Сулейман остался доволен военной кампанией. Он продемонстрировал свою гордость достигнутыми успехами, направив официальные извещения о падении Белграда двум дружественным европейским государствам – Венеции и Дубровнику. Напуганные венецианцы наградили турецкого посла пятьюстами золотыми дукатами.
– Турки идут на войну как на свадьбу, – впоследствии жаловались они.

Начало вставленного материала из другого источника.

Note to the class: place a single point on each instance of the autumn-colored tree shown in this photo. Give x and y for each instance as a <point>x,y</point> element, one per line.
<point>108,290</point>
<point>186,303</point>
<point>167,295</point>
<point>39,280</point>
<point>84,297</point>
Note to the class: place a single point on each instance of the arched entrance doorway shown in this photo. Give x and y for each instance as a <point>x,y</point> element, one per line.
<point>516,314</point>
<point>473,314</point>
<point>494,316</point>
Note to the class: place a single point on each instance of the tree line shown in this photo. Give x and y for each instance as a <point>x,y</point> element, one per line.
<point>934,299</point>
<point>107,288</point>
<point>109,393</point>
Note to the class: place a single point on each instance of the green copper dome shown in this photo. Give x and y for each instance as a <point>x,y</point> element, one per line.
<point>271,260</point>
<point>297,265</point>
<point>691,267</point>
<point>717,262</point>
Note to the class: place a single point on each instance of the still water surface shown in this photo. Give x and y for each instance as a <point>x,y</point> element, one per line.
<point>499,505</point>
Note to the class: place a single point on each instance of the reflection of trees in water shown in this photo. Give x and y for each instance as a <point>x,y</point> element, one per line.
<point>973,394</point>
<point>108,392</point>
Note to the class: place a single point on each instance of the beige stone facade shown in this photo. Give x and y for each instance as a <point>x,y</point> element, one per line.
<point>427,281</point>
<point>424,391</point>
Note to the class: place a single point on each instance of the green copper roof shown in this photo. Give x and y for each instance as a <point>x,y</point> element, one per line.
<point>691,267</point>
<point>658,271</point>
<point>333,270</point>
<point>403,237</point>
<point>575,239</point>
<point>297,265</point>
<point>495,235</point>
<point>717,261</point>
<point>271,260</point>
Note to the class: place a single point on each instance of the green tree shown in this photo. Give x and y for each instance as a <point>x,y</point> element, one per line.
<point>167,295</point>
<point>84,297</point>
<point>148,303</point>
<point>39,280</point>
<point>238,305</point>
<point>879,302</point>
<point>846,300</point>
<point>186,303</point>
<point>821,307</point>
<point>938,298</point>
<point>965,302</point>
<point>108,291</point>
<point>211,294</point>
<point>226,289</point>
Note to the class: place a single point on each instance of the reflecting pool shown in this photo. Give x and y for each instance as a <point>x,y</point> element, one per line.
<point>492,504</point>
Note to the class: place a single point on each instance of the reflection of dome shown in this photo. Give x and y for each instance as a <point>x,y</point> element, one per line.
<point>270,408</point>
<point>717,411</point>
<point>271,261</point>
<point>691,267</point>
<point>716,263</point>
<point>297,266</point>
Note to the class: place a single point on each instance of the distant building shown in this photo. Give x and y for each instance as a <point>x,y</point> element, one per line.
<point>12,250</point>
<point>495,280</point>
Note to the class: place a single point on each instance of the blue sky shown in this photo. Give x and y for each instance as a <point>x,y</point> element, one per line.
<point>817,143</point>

В Риме энергичный Паоло Джовио, не упоминая ни единым словом свое пророчество о том, что Сулейман будет ягненком, а не львом, писал: «Военная дисциплина турок идет от их веры в правоту своего дела и жестокости, которыми они превосходят древних римлян. Турки превосходят наших солдат в трех компонентах: беспрекословном подчинении своим командирам, пренебрежении к своим жизням в бою и выносливости. Турки способны долгое время обходиться без хлеба и вина, довольствуясь ячменной лепешкой и водой».
В Англии король Генрих VIII прокомментировал поход турок по-своему: «Событие прискорбно и значимо для всего христианского мира».
Когда Сулейман вернулся в Константинополь, его жители поднялись на холм Айруба, с ликованием приветствуя монарха. Они толпились по сторонам улиц, когда он ехал в мечеть молиться. Тех, кто принимал участие в походе, султан одарил подарками. Для жителей города устроил веселое торжество при горящих лампах.
Венецианцев, присутствовавших на этом празднике, после падения Белграда одолевали мрачные предчувствия. Они увидели в Сулеймане еще одного великого турецкого завоевателя.
Глава 2
ПОЛЯ СРАЖЕНИЙ
К концу второго года правления Сулеймана Мессер Марко Меммо, посол Великолепной Синьоры Венеции, праздновал гипотетический день рождения своего тезки святого Марка со смешанным чувством удовлетворения и тревоги. Удовлетворение было вызвано подписанным молодым султаном и им от имени Венецианской республики первого двустороннего договора на зависть подесте Генуи, посланнику Дубровника и агенту короля Польши. Это были единственные представители европейских государств, пребывавшие среди нечестивых турок, и в этом крохотном дипломатическом корпусе Мессер Меммо считал себя наиболее значительной персоной. Подписание договора между Венецией и Османской Турцией он приписывал своим недюжинным дипломатическим способностям.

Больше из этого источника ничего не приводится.